Nationally acclaimed science writer to kick off inaugural writer-in-residence program
Paul Raeburn, a former science editor and senior writer at Business Week, will spend two days on the Virginia Tech campus March 23 and 24 as the College of Engineering's first guest speaker of the newly funded "Jebson-Nystrom Science and Technology Writer in Residence Endowment."
Bob Jebson of Culpeper, Va., a 1956 metallurgical engineering graduate and a member of the College of Engineering’s Committee of 100, founded Environmental Systems Service Limited in 1973, and now maintains three facilities in Virginia. Jebson is a pioneer in the testing of water, wastewater, and dairy products. He more recently expanded his company into food analysis.
An admirer of technology communication, Jebson directed a $50,000 gift to the College of Engineering’s public relations program, and worked with Lynn Nystrom, director of news and external relations for engineering, to develop the guidelines that call for a nationally recognized science and technology writer to spend a few days on campus each year.
Jebson said he “established this endowment to enable the college to sponsor a science/technology writer in residence program to interact with students and faculty and share ideas about Virginia Tech’s research and educational innovations with these distinguished guests.”
“When I first heard about Bob’s gift, I found it overwhelming,” Nystrom said. “His generosity is allowing Virginia Tech’s College of Engineering to have the first endowed public relations program in the country, I believe.

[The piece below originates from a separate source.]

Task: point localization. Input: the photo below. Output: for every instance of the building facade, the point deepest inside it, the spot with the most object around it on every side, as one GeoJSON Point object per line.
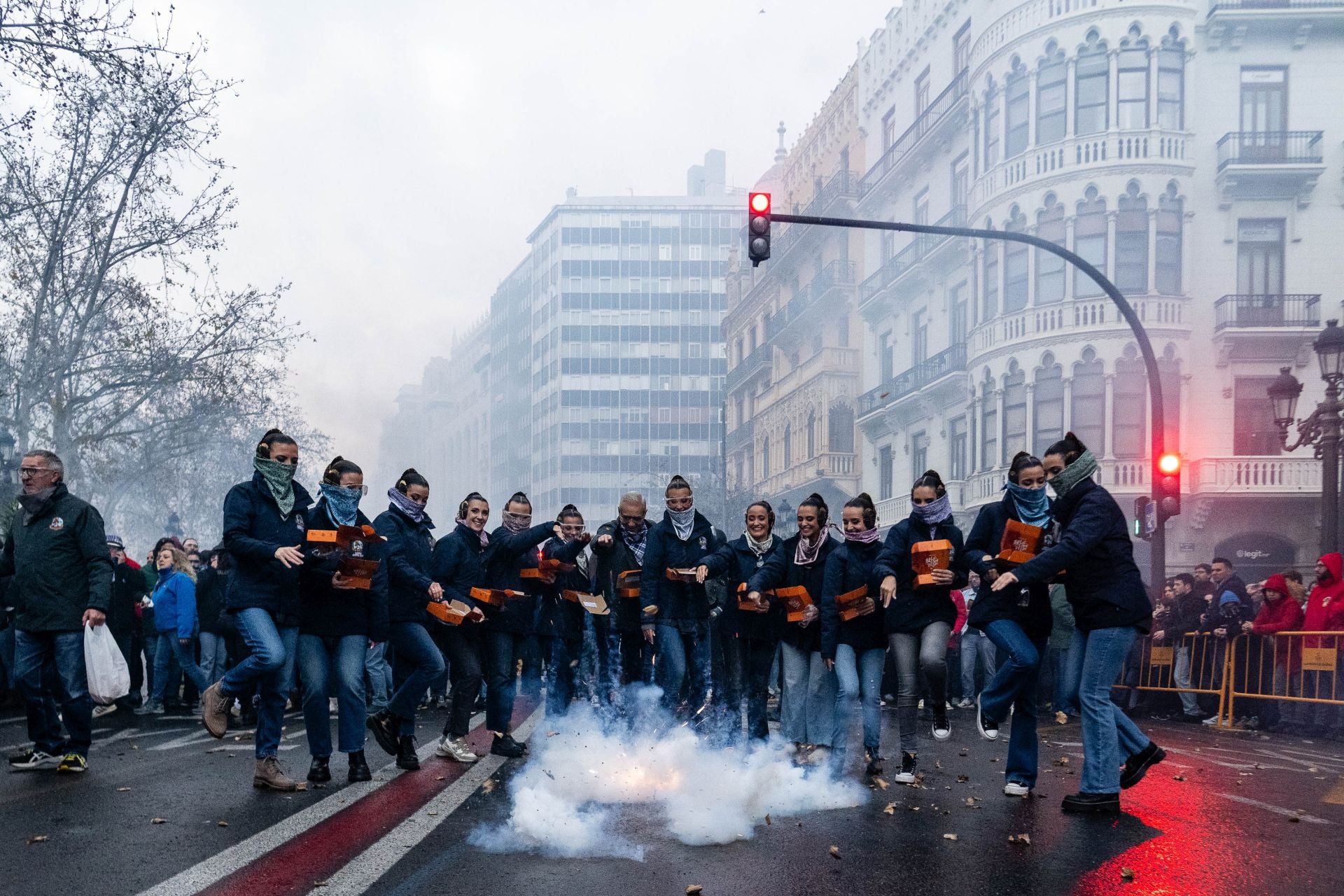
{"type": "Point", "coordinates": [1175, 146]}
{"type": "Point", "coordinates": [792, 328]}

“Paul was the natural first choice for this seminar. His credentials, including his premier role in organizing the international New Horizons in Science Briefings, a meeting we hosted at Virginia Tech twice in the past three decades, are among the best of all of today’s science writers,” Nystrom said.
Raeburn is the author of the memoir “Acquainted with the Night: A Parent’s Quest to Understand Depression and Bipolar Disorder in His Children.” From 1996 to 2003, he was at Business Week magazine, and before that, he was the science editor and chief science correspondent at The Associated Press.
Raeburn is a commentator for National Public Radio’s Morning Edition, and an occasional guest host of NPR’s Talk of the Nation: Science Friday.
Raeburn also is the author of “Mars,” published by the National Geographic Society in 1998, and “The Last Harvest,” published by Simon & Schuster in 1995. He has written for The New York Times Sunday Magazine, Psychology Today, The Washington Post, Discover, Popular Science, Child, Self, Technology Review and many other newspapers and magazines.
Raeburn is a past president of the National Association of Science Writers and a recipient of its Science-in-Society Award. He also has received the Associated Press Managing Editors Award for excellence, two Deadline Club awards, two Computer Press Association awards, and the John P. McGovern Award for Excellence in Medical Communications from the American Medical Writers Association. He is an honorary member of Sigma Xi, the scientific research society.
Raeburn has been a journalism fellow at Stanford University, and science-writer-in-residence at the University of Wisconsin and the University of California, Santa Cruz. He is a graduate of the Massachusetts Institute of Technology, where he received a bachelor’s degree in physics. He also studied composition at the Berklee School of Music in Boston, and he plays piano and guitar. Before joining the AP, he worked for the Boston Phoenix and the Lowell (Mass.) Sun.